What is a conical frustum and when would I use that shape?

A conical frustum is a cone with its pointed top cut off by a flat horizontal plane, leaving two circular faces of different sizes. Common examples include buckets, flower pots, stadium cups, and grain hoppers. Enter the bottom radius (R), top radius (r), and height (h) to get the exact volume.

How is a capsule different from a cylinder?

A capsule has a cylindrical middle section capped on each end by a hemisphere. Its total volume equals the cylinder volume plus one full sphere of the same radius: V = pi × r² × h + (4/3) × pi × r³. The height input is the straight cylinder section only, not the overall length including the two caps. Capsule shapes appear in pharmaceutical tablets, some tanks, and submarines.

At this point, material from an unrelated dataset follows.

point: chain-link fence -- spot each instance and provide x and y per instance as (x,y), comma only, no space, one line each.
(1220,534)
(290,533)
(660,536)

Why is the surface area of an ellipsoid approximate?

There is no simple closed-form formula for the surface area of a general ellipsoid. This calculator uses the Knud Thomsen approximation, which is accurate to within about one percent for most practical proportions. For a perfect sphere (all three semi-axes equal) the formula reduces to exactly 4 pi r², and for very elongated or flattened ellipsoids the error may be slightly higher.

Can I use this for a hollow pipe or tube?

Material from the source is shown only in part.